If psychics really see and know stuff, why aren't they better at solving crimes?

ByABC News
August 15, 2011, 4:27 PM

August 16, 2011— -- Several years ago the "Late Show with David Letterman" had a recurring sketch called "Psychic Sandwich," in which Deborah Lynn, a self-described "intuitive," tried to intuit the sandwich being made by Rupert Jee, of Hello Deli. She never got it. Everybody laughed, and nobody got hurt.

But when psychics leave lunch meat and enter criminal justice, they're often wrong. Here are four examples.

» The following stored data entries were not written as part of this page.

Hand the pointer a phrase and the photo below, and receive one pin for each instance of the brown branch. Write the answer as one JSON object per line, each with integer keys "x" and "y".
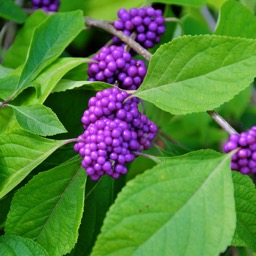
{"x": 90, "y": 22}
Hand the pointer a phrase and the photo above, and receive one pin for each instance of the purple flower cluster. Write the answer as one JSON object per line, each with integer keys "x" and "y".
{"x": 114, "y": 65}
{"x": 146, "y": 23}
{"x": 114, "y": 132}
{"x": 244, "y": 160}
{"x": 46, "y": 5}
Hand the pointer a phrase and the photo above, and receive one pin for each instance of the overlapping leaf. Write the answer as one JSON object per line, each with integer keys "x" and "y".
{"x": 20, "y": 153}
{"x": 183, "y": 206}
{"x": 20, "y": 246}
{"x": 49, "y": 208}
{"x": 198, "y": 73}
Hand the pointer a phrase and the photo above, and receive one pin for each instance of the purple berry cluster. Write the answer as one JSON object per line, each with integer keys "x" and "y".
{"x": 46, "y": 5}
{"x": 146, "y": 23}
{"x": 116, "y": 66}
{"x": 244, "y": 160}
{"x": 114, "y": 132}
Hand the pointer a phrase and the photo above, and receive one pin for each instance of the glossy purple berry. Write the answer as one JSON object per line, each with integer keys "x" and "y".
{"x": 114, "y": 132}
{"x": 116, "y": 66}
{"x": 244, "y": 160}
{"x": 147, "y": 23}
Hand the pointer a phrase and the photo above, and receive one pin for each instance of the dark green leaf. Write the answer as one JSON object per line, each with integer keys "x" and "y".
{"x": 20, "y": 153}
{"x": 49, "y": 208}
{"x": 198, "y": 73}
{"x": 38, "y": 119}
{"x": 183, "y": 206}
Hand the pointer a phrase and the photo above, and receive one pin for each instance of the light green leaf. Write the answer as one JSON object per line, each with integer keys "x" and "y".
{"x": 38, "y": 119}
{"x": 46, "y": 82}
{"x": 20, "y": 153}
{"x": 198, "y": 73}
{"x": 66, "y": 84}
{"x": 20, "y": 246}
{"x": 193, "y": 3}
{"x": 10, "y": 11}
{"x": 183, "y": 206}
{"x": 229, "y": 25}
{"x": 49, "y": 208}
{"x": 59, "y": 29}
{"x": 16, "y": 54}
{"x": 245, "y": 201}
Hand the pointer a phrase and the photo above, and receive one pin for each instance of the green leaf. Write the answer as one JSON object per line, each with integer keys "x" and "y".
{"x": 16, "y": 54}
{"x": 20, "y": 246}
{"x": 49, "y": 208}
{"x": 198, "y": 73}
{"x": 46, "y": 82}
{"x": 229, "y": 25}
{"x": 10, "y": 11}
{"x": 66, "y": 84}
{"x": 60, "y": 29}
{"x": 183, "y": 206}
{"x": 245, "y": 201}
{"x": 20, "y": 153}
{"x": 193, "y": 3}
{"x": 99, "y": 197}
{"x": 38, "y": 119}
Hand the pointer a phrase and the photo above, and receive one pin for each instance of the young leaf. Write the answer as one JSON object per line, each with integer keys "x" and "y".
{"x": 20, "y": 153}
{"x": 49, "y": 208}
{"x": 16, "y": 54}
{"x": 192, "y": 3}
{"x": 198, "y": 73}
{"x": 228, "y": 25}
{"x": 59, "y": 29}
{"x": 183, "y": 206}
{"x": 17, "y": 245}
{"x": 38, "y": 119}
{"x": 245, "y": 201}
{"x": 10, "y": 11}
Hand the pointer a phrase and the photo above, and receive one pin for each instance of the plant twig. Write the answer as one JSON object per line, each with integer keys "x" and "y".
{"x": 90, "y": 22}
{"x": 221, "y": 122}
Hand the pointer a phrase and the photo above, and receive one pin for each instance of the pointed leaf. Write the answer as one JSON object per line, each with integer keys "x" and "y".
{"x": 245, "y": 26}
{"x": 183, "y": 206}
{"x": 245, "y": 200}
{"x": 60, "y": 30}
{"x": 16, "y": 54}
{"x": 10, "y": 11}
{"x": 198, "y": 73}
{"x": 20, "y": 246}
{"x": 20, "y": 153}
{"x": 49, "y": 208}
{"x": 46, "y": 82}
{"x": 38, "y": 119}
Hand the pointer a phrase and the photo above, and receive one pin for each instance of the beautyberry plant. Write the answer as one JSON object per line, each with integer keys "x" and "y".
{"x": 118, "y": 144}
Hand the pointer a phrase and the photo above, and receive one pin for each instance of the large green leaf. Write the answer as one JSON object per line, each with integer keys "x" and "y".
{"x": 38, "y": 119}
{"x": 49, "y": 208}
{"x": 10, "y": 11}
{"x": 16, "y": 54}
{"x": 20, "y": 246}
{"x": 183, "y": 206}
{"x": 245, "y": 200}
{"x": 198, "y": 73}
{"x": 193, "y": 3}
{"x": 46, "y": 82}
{"x": 229, "y": 25}
{"x": 59, "y": 29}
{"x": 20, "y": 153}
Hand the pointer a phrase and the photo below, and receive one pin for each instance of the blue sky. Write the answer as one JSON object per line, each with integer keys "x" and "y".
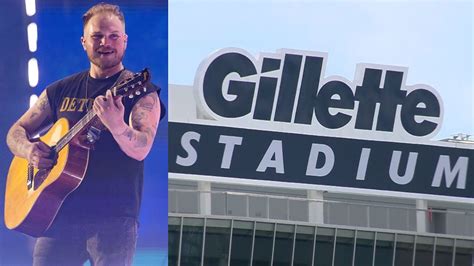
{"x": 434, "y": 39}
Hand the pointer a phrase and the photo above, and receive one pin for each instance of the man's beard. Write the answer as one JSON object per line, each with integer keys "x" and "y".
{"x": 105, "y": 63}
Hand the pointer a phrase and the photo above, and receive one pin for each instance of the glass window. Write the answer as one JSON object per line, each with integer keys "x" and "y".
{"x": 424, "y": 250}
{"x": 304, "y": 246}
{"x": 404, "y": 250}
{"x": 191, "y": 246}
{"x": 384, "y": 249}
{"x": 172, "y": 202}
{"x": 242, "y": 235}
{"x": 278, "y": 208}
{"x": 174, "y": 227}
{"x": 337, "y": 213}
{"x": 216, "y": 250}
{"x": 283, "y": 245}
{"x": 344, "y": 247}
{"x": 358, "y": 215}
{"x": 262, "y": 253}
{"x": 236, "y": 205}
{"x": 464, "y": 253}
{"x": 444, "y": 251}
{"x": 324, "y": 246}
{"x": 187, "y": 201}
{"x": 364, "y": 248}
{"x": 378, "y": 217}
{"x": 218, "y": 203}
{"x": 299, "y": 210}
{"x": 258, "y": 207}
{"x": 398, "y": 218}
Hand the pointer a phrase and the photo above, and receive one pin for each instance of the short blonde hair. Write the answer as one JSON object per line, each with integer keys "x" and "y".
{"x": 102, "y": 8}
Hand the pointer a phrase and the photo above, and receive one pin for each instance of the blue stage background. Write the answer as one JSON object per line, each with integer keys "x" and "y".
{"x": 60, "y": 54}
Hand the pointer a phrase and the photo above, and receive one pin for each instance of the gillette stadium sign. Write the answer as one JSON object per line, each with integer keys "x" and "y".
{"x": 279, "y": 119}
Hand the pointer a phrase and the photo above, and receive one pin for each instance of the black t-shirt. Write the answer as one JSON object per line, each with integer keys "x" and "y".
{"x": 113, "y": 182}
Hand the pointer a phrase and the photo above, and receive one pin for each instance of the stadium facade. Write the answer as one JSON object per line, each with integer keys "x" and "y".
{"x": 273, "y": 163}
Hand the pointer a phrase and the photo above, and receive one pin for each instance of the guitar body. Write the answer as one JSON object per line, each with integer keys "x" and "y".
{"x": 31, "y": 207}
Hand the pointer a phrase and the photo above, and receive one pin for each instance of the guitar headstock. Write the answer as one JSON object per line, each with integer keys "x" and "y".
{"x": 133, "y": 86}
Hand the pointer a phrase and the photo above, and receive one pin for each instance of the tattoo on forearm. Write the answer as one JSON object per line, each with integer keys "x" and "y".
{"x": 17, "y": 140}
{"x": 149, "y": 102}
{"x": 128, "y": 133}
{"x": 43, "y": 103}
{"x": 142, "y": 141}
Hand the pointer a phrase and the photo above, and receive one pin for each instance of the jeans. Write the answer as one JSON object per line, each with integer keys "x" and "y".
{"x": 110, "y": 241}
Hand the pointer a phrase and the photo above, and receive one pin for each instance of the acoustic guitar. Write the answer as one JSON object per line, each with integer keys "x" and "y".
{"x": 33, "y": 197}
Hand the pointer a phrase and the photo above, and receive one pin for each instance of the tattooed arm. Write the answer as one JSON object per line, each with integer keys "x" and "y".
{"x": 33, "y": 121}
{"x": 136, "y": 138}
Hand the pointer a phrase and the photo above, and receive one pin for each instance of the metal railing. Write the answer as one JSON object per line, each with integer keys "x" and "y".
{"x": 336, "y": 212}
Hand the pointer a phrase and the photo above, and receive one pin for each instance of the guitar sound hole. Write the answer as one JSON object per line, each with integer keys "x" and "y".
{"x": 39, "y": 178}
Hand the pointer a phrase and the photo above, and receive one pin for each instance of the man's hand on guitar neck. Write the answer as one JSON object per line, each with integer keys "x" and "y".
{"x": 109, "y": 110}
{"x": 136, "y": 138}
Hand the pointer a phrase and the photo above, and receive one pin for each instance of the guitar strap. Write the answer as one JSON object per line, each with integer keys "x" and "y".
{"x": 93, "y": 133}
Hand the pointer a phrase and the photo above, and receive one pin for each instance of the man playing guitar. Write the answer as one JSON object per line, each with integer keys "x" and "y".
{"x": 98, "y": 220}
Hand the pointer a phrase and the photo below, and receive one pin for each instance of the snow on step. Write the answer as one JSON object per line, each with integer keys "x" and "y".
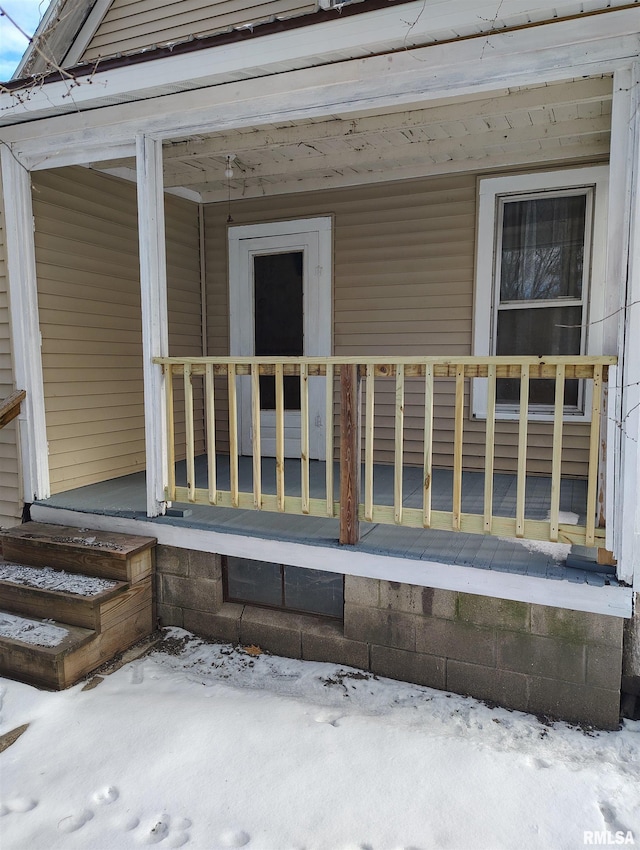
{"x": 31, "y": 631}
{"x": 46, "y": 578}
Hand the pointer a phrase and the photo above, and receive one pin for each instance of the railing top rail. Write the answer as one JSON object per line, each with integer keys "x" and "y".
{"x": 462, "y": 360}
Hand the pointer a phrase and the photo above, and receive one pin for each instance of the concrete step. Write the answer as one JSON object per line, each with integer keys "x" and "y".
{"x": 23, "y": 658}
{"x": 124, "y": 618}
{"x": 123, "y": 557}
{"x": 57, "y": 595}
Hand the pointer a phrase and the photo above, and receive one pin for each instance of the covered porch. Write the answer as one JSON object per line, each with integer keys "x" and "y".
{"x": 537, "y": 526}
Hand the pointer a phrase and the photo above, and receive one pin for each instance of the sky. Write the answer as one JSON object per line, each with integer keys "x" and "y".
{"x": 27, "y": 14}
{"x": 208, "y": 746}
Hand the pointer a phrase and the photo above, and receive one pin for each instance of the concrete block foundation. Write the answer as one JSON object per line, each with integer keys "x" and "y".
{"x": 549, "y": 661}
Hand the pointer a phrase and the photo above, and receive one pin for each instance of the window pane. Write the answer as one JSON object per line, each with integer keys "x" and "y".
{"x": 313, "y": 590}
{"x": 543, "y": 248}
{"x": 279, "y": 320}
{"x": 538, "y": 331}
{"x": 254, "y": 581}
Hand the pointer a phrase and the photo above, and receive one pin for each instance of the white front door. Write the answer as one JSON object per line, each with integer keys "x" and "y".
{"x": 280, "y": 305}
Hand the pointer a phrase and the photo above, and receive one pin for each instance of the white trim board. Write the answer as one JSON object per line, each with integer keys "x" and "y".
{"x": 552, "y": 52}
{"x": 490, "y": 190}
{"x": 613, "y": 601}
{"x": 312, "y": 237}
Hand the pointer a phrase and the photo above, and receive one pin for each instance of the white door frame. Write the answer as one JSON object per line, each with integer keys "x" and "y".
{"x": 312, "y": 236}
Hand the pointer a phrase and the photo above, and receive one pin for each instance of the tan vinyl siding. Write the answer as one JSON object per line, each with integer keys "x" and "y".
{"x": 403, "y": 285}
{"x": 89, "y": 302}
{"x": 133, "y": 25}
{"x": 10, "y": 491}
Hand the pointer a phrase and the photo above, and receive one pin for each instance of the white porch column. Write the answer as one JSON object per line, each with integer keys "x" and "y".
{"x": 25, "y": 325}
{"x": 155, "y": 337}
{"x": 623, "y": 269}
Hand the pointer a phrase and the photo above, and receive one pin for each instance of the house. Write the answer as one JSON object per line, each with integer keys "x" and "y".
{"x": 340, "y": 302}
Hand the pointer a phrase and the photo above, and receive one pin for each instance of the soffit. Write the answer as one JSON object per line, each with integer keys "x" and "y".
{"x": 530, "y": 125}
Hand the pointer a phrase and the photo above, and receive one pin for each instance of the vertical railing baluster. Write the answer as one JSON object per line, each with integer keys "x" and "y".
{"x": 189, "y": 436}
{"x": 304, "y": 435}
{"x": 350, "y": 419}
{"x": 399, "y": 445}
{"x": 556, "y": 456}
{"x": 329, "y": 438}
{"x": 210, "y": 408}
{"x": 594, "y": 452}
{"x": 489, "y": 450}
{"x": 368, "y": 444}
{"x": 171, "y": 433}
{"x": 233, "y": 433}
{"x": 280, "y": 493}
{"x": 523, "y": 421}
{"x": 427, "y": 470}
{"x": 457, "y": 449}
{"x": 255, "y": 436}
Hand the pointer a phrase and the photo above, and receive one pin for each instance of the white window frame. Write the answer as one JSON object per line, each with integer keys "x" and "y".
{"x": 491, "y": 192}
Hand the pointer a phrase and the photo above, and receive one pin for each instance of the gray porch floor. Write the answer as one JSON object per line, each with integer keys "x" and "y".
{"x": 126, "y": 496}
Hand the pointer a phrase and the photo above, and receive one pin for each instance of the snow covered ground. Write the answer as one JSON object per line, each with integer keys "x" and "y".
{"x": 206, "y": 746}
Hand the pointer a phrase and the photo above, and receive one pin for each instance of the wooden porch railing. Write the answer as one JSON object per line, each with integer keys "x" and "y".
{"x": 10, "y": 407}
{"x": 353, "y": 372}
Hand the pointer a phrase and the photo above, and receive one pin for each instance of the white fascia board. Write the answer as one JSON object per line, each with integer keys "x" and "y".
{"x": 614, "y": 601}
{"x": 555, "y": 51}
{"x": 55, "y": 7}
{"x": 463, "y": 69}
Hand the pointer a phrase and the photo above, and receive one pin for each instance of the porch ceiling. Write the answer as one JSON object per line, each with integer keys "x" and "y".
{"x": 518, "y": 126}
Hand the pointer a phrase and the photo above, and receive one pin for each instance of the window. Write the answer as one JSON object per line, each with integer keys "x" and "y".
{"x": 540, "y": 273}
{"x": 282, "y": 586}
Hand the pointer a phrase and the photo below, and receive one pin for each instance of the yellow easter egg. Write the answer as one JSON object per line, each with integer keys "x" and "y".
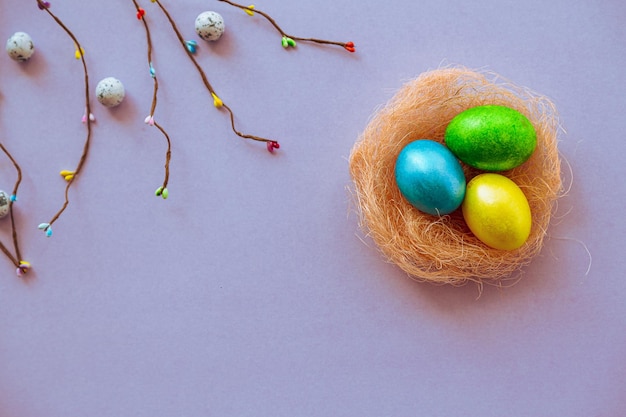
{"x": 497, "y": 211}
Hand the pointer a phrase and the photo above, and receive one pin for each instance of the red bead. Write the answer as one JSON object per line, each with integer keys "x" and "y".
{"x": 271, "y": 145}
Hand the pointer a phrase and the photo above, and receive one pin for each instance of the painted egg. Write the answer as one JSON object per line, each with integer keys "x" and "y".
{"x": 110, "y": 92}
{"x": 497, "y": 211}
{"x": 20, "y": 46}
{"x": 4, "y": 204}
{"x": 491, "y": 138}
{"x": 210, "y": 26}
{"x": 430, "y": 177}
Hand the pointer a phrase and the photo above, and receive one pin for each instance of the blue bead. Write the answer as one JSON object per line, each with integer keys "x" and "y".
{"x": 430, "y": 177}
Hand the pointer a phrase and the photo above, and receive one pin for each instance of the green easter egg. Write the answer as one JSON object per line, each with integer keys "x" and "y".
{"x": 491, "y": 138}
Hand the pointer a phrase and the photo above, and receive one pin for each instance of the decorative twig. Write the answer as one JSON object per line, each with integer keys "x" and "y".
{"x": 289, "y": 40}
{"x": 162, "y": 191}
{"x": 21, "y": 266}
{"x": 70, "y": 176}
{"x": 189, "y": 47}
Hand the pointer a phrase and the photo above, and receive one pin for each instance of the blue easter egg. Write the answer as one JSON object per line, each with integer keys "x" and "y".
{"x": 430, "y": 177}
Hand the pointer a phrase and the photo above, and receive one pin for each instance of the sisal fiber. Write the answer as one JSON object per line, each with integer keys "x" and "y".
{"x": 442, "y": 249}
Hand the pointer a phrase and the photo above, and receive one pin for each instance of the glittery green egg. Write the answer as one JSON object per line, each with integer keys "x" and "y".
{"x": 491, "y": 138}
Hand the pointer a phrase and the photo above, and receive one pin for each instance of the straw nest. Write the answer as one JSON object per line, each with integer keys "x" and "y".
{"x": 442, "y": 249}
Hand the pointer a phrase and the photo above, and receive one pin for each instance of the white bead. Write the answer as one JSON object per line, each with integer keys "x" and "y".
{"x": 20, "y": 46}
{"x": 110, "y": 92}
{"x": 210, "y": 26}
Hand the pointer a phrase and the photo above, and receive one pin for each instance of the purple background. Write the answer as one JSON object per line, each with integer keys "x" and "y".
{"x": 251, "y": 291}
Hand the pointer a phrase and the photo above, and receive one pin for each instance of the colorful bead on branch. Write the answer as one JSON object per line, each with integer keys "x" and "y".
{"x": 217, "y": 101}
{"x": 149, "y": 120}
{"x": 87, "y": 119}
{"x": 289, "y": 40}
{"x": 6, "y": 208}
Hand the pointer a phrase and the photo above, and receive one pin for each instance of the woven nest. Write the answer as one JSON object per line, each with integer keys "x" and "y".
{"x": 442, "y": 249}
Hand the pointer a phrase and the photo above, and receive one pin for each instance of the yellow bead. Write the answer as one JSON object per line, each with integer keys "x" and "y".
{"x": 497, "y": 211}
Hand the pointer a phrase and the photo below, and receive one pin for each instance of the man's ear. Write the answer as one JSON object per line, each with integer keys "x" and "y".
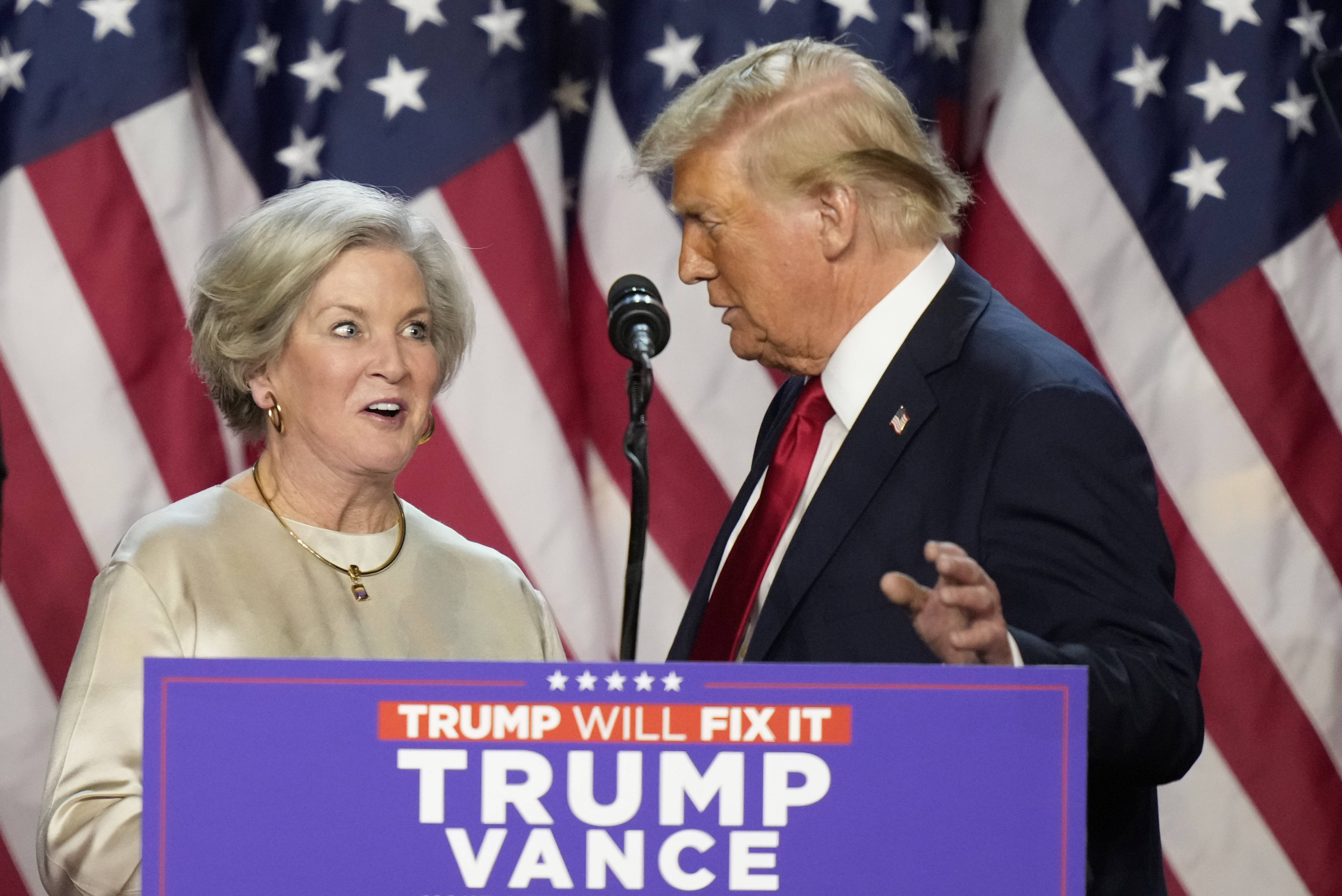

Grave Error: This past June saw potentially the largest police investigations ever in Liberty County, Texas. A woman called in with an alarming tip: Dozens of dead bodies, she said, some of them children, were buried outside a rural home.

Federal agents joined the search. Media trucks gathered. Locals fretted. All this time, money, energy and attention were wasted: The tipster had no hard knowledge but was rather a psychic with a vision that did not match up with reality.

Lisa Stebic: In 2007 Lisa Stebic, a 37-year-old mother of two, went missing. According to LiveScience.com, a psychic came forward saying Stebic's remains were in a nearby state park. Bones eventually were found, but they were of a deer. Stebic has never been found.

Sylvia Browne: Sylvia Browne is a "spiritual teacher and psychic" whose latest book is titled "Afterlives of the Rich and Famous." She claims to be able to communicate with the dead -- directly and via her spirit guide, Francine -- a service for which grieving families hire her.

In 2002 Browne appeared on "The Montel Williams Show" with the parents of Shawn Hornbeck, an 11-year-old Missouri boy who had disappeared on Oct. 6 of that year. She told them Shawn was dead and described his kidnapper as having dark hair and dreadlocks. In January 2007 Shawn was discovered, along with another abductee, in the apartment of Michael J. Devlin, in Kirkwood, Mo. Not only was Hornbeck alive, Devlin had neither dark skin nor dreadlocks.

Linda Rossi, Browne's business manager, said "Sylvia has always said she's not God, she's not 100 percent correct." She said Browne has been correct in other cases, such as telling Paula Zahn in a TV appearance that Chandra Levy would be found "in a wooded area."

"With a doctor or lawyer, do you throw out a whole career over one terrible mistake?" she said.

Atlanta Murders: In 1979-80 around a dozen black children were murdered in Atlanta. According to her obituary in The New York Times, Dorothy Allison gave the police 42 names of possible killers. None were Wayne or Williams. A man named Wayne B. Williams was eventually convicted of the crimes. In Allison's defense, she did provide police with accurate information in other cases, and she told the Times: "If you asked me if I believe in psychics, I'd say no -- only very few."